When it comes to your family, you must be very careful. Your brothers and sisters will either be good from the start (in which case you will have to dispose of them either permanently or somewhere where the hero won't be able to get to them), or will try to be on your side and will start an uprising against you during a critical moment in the plot giving the hero the time he needs to start his plan against you. Sometimes, you get a good one, who will protect you with his/her life and will try and avenge you if you die. Spouses and sons are equally as tricky. Daughters will, without a shadow of a doubt, fall in love with the hero and will leave you to the dogs in a heartbeat.

Moving on with your plan, I must refuse to tell you exactly what you should do. It's not my job to tell you what will work or how it will work. I will leave the scheming up to you, so be creative. But I must take the time to advise you in one aspect. Make your plan simple. If a five year old can't do it, you shouldn't be doing it. The more complicated the plan is, the easier it will be for the hero to mess it up. You want the hero to have as hard of a time as possible.

While your plan is in motion (and being fouled by the hero), keep as calm as possible. Killing messengers just because they don't say the words you want to hear is not recommended. Good messengers are hard to come by, after all. And if you have a staff of trusted advisors, listen to them. Occasionally, at least. They are your trusted advisors.

Here's an important note: always be on the look-out for the hero of the story. You will always have a hard time dealing with them, no matter how many assassins you send out or how good they are. The hero will be hell-bent on screwing up your plans and bringing forth your demise and that determination will not be stopped by much, not even a substantial bribe. So keep a good eye on the hero, never underestimate him and attempt bring him down with as much force as you can as often as you can. However, chances are, this won't work.

There may be a point in time when you have the hero in your grasp. The possibility of this happening is so strong it's almost certain to happen. When it does, remember that you don't have to tell the hero your plan. Even if it will only take two seconds (since your plan is really simple, after all), those two second may be all the hero needs to make his daring getaway. Also, the hero is not entitled to a last kiss, last cigarette, or otherwise, and the hero is not too good to be shot in the back.

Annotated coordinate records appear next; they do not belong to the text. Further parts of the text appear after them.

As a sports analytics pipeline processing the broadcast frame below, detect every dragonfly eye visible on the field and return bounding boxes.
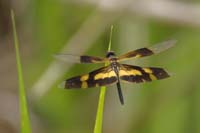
[106,51,115,58]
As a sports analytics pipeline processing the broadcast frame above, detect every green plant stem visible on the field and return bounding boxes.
[11,10,31,133]
[94,25,113,133]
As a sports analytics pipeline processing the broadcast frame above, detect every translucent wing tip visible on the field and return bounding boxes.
[149,39,177,53]
[58,81,65,89]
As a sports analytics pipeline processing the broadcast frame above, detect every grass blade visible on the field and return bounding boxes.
[94,25,113,133]
[11,10,31,133]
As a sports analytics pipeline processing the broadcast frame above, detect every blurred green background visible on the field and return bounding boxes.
[0,0,200,133]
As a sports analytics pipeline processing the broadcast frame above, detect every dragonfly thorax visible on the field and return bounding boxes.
[106,51,116,59]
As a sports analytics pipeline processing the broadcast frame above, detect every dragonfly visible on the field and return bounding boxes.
[55,40,176,105]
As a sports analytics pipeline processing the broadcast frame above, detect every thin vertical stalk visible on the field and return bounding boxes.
[11,10,31,133]
[94,25,113,133]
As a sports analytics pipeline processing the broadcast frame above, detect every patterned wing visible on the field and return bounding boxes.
[60,66,117,89]
[54,54,108,63]
[118,40,176,61]
[119,64,169,83]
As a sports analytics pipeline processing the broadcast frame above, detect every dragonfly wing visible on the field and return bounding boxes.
[118,40,176,61]
[61,66,117,89]
[119,64,169,83]
[54,54,107,63]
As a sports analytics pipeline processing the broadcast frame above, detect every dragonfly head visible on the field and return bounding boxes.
[106,51,116,58]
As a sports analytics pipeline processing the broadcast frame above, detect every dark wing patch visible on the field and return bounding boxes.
[119,64,169,83]
[62,66,117,89]
[54,54,108,63]
[118,40,176,61]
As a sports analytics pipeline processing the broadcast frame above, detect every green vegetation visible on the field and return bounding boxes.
[11,10,31,133]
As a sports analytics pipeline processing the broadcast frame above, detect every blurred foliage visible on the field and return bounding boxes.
[1,0,200,133]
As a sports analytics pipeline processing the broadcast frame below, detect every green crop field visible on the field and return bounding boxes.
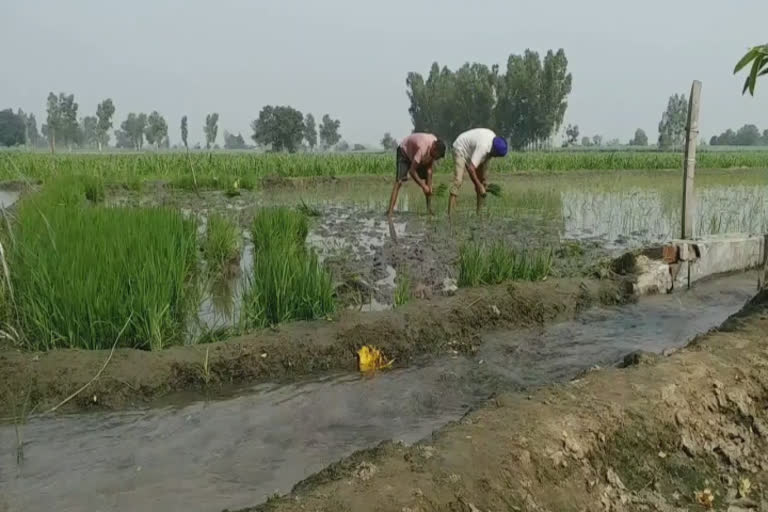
[0,151,768,189]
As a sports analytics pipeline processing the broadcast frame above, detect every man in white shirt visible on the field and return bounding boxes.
[448,128,507,215]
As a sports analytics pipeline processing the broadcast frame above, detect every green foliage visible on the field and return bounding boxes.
[144,110,168,149]
[203,112,219,149]
[80,116,99,147]
[629,128,648,146]
[304,114,317,150]
[565,124,579,146]
[0,108,27,146]
[320,114,341,149]
[733,44,768,96]
[120,112,147,151]
[203,214,242,274]
[659,94,688,149]
[381,132,398,151]
[251,105,304,153]
[96,98,115,151]
[406,50,572,149]
[0,149,768,190]
[224,130,248,149]
[47,92,79,150]
[7,177,197,350]
[181,116,189,149]
[458,242,552,287]
[243,208,335,327]
[394,270,413,308]
[709,124,768,146]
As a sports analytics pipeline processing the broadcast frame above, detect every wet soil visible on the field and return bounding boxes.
[0,274,754,512]
[228,292,768,512]
[0,280,631,416]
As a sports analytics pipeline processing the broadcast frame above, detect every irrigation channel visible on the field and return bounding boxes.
[0,272,755,512]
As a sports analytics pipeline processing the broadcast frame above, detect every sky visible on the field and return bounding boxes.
[0,0,768,144]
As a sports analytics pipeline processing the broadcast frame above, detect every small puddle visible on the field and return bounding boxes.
[0,273,755,512]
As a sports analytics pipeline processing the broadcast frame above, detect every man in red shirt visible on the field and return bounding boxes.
[387,133,445,217]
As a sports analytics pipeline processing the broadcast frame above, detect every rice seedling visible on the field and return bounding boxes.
[241,208,335,328]
[485,183,501,197]
[458,242,553,287]
[394,270,413,307]
[4,180,197,350]
[296,199,322,217]
[251,208,309,251]
[0,150,768,191]
[433,183,448,197]
[202,213,242,275]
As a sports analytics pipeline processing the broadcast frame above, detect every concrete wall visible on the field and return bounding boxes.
[634,234,764,295]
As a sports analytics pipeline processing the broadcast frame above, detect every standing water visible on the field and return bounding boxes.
[0,274,755,512]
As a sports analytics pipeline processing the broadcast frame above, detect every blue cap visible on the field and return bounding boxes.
[491,137,507,156]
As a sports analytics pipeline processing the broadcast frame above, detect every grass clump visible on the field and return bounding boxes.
[5,180,197,350]
[395,272,413,307]
[202,214,242,275]
[242,208,335,328]
[458,242,552,287]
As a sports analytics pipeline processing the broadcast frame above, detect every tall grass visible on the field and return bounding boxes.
[458,242,552,287]
[6,179,197,350]
[0,151,768,190]
[202,213,242,275]
[241,208,335,327]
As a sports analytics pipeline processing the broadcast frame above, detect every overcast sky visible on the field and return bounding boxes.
[0,0,768,143]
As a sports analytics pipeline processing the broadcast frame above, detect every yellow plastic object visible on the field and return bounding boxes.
[357,345,394,372]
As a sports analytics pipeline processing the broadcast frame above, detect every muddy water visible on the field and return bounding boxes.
[0,274,755,512]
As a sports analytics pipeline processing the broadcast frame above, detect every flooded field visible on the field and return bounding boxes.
[0,273,755,512]
[111,170,768,327]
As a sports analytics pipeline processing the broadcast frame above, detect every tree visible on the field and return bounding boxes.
[381,132,397,151]
[659,94,688,149]
[304,114,317,151]
[406,50,575,149]
[144,110,168,149]
[203,112,219,149]
[251,105,304,153]
[736,124,760,146]
[181,116,189,151]
[733,44,768,96]
[46,92,61,153]
[80,116,100,147]
[320,114,341,149]
[0,108,27,146]
[115,130,136,149]
[224,130,246,149]
[121,112,147,151]
[565,124,579,146]
[629,128,648,146]
[96,98,115,151]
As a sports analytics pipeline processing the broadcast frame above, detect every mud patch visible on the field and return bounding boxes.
[231,292,768,512]
[0,280,631,416]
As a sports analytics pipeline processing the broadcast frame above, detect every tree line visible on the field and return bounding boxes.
[406,49,572,149]
[0,92,348,152]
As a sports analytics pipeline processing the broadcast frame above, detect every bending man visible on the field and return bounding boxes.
[448,128,507,215]
[387,133,445,217]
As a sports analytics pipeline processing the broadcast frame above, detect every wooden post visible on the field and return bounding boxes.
[682,80,701,240]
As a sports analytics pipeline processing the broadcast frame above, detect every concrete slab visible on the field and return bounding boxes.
[623,233,764,295]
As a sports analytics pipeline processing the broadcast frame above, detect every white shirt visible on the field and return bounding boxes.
[453,128,496,167]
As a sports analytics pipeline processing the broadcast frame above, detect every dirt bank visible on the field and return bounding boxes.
[0,280,630,416]
[231,293,768,512]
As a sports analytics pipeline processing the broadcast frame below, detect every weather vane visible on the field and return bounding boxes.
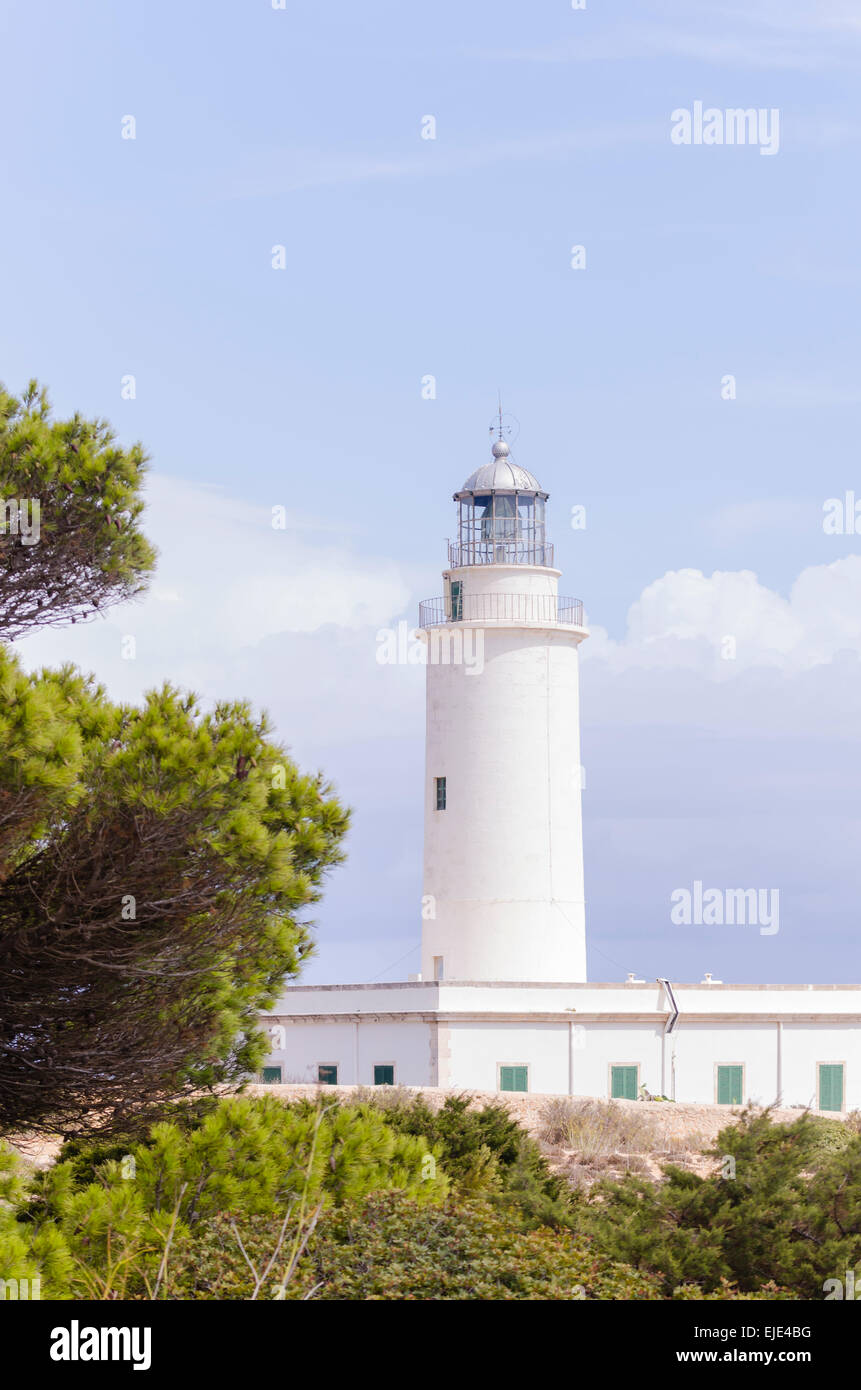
[490,392,520,443]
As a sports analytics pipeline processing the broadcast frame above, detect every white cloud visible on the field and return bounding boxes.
[584,555,861,680]
[18,474,410,717]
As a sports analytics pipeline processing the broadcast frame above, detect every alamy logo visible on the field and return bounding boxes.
[669,101,780,154]
[50,1318,153,1371]
[377,619,484,676]
[822,488,861,535]
[669,878,780,937]
[0,498,42,545]
[0,1279,42,1302]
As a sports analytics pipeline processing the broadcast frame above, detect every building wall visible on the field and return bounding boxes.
[264,1019,435,1086]
[421,624,586,980]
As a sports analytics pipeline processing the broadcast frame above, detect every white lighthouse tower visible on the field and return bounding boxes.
[420,421,588,983]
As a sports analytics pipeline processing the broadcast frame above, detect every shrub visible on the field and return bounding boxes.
[574,1111,861,1298]
[171,1193,659,1301]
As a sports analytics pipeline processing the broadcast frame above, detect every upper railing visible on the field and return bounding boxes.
[419,594,583,627]
[448,539,554,570]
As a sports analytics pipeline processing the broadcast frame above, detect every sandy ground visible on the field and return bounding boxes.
[8,1084,840,1182]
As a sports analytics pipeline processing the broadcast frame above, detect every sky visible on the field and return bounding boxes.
[0,0,861,983]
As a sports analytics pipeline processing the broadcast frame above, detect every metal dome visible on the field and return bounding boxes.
[455,450,547,498]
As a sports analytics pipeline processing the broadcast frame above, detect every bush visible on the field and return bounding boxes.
[353,1093,569,1226]
[171,1193,659,1301]
[6,1097,448,1298]
[576,1111,861,1298]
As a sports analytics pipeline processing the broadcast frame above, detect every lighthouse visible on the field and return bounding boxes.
[260,417,861,1112]
[419,421,588,983]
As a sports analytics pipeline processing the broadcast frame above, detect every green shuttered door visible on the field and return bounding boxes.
[609,1066,637,1101]
[718,1066,744,1105]
[499,1066,529,1091]
[819,1062,843,1111]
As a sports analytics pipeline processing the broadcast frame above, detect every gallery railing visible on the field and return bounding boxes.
[448,539,554,570]
[419,594,583,627]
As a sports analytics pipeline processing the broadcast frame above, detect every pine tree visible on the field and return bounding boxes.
[0,386,348,1131]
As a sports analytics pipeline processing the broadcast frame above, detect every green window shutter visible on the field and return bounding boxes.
[819,1062,843,1111]
[718,1066,744,1105]
[499,1066,529,1091]
[609,1066,637,1101]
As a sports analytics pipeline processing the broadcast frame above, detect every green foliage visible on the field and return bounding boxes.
[171,1193,659,1301]
[344,1093,568,1225]
[576,1111,861,1298]
[8,1097,448,1298]
[0,648,348,1129]
[0,381,156,641]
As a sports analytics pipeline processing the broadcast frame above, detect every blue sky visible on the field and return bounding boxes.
[0,0,861,981]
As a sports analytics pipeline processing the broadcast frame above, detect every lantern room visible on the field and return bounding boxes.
[449,439,554,569]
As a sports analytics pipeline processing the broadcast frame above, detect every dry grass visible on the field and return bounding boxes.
[538,1097,666,1162]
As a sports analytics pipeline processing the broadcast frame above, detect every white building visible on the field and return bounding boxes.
[263,436,861,1111]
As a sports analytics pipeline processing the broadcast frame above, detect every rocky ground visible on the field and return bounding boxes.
[249,1084,823,1186]
[6,1084,840,1186]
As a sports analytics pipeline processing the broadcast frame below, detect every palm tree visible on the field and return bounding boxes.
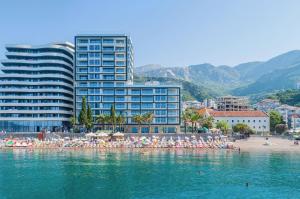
[191,112,203,133]
[110,105,117,133]
[182,109,192,133]
[116,114,125,130]
[133,115,144,134]
[96,114,106,130]
[216,120,229,135]
[143,112,154,133]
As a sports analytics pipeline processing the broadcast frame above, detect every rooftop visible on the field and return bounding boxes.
[210,110,268,117]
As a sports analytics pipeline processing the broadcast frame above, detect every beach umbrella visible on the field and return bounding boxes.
[113,132,124,137]
[85,133,96,137]
[5,140,14,147]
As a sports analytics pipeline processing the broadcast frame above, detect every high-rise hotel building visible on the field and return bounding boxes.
[75,34,180,133]
[0,43,74,132]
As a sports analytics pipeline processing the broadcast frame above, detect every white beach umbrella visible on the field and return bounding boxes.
[113,132,124,137]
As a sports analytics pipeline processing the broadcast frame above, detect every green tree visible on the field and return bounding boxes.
[70,116,76,128]
[116,114,126,129]
[143,112,154,133]
[275,124,288,134]
[216,120,230,135]
[133,115,144,134]
[110,105,117,133]
[191,111,203,133]
[201,116,214,129]
[232,123,253,134]
[269,110,285,132]
[182,109,192,133]
[78,97,87,125]
[96,114,106,130]
[85,104,94,131]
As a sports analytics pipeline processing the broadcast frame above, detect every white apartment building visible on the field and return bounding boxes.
[210,111,270,132]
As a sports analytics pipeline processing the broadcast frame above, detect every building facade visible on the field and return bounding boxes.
[0,42,74,132]
[75,34,180,133]
[216,96,250,111]
[209,111,270,132]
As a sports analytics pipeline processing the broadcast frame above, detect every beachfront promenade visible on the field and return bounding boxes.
[0,133,233,149]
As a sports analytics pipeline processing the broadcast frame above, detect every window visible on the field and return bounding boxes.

One of the last things to keep in mind, and the most important rule of villainy is to never, ever shout the phrase "I am invincible!". If you do, you will die. Usually, when people take the position of the villain, they obtain a large ego. This is the wrong approach. Ego leads to blindness, and that blindness may inadvertently the hero will win.

After reading and absorbing all of this, I can confidently send you off to do your evil work. I have not covered all the facts to remember, but I have covered the ones I find most important. But after all this, I must add one thing: Have fun. You're going to lose anyway.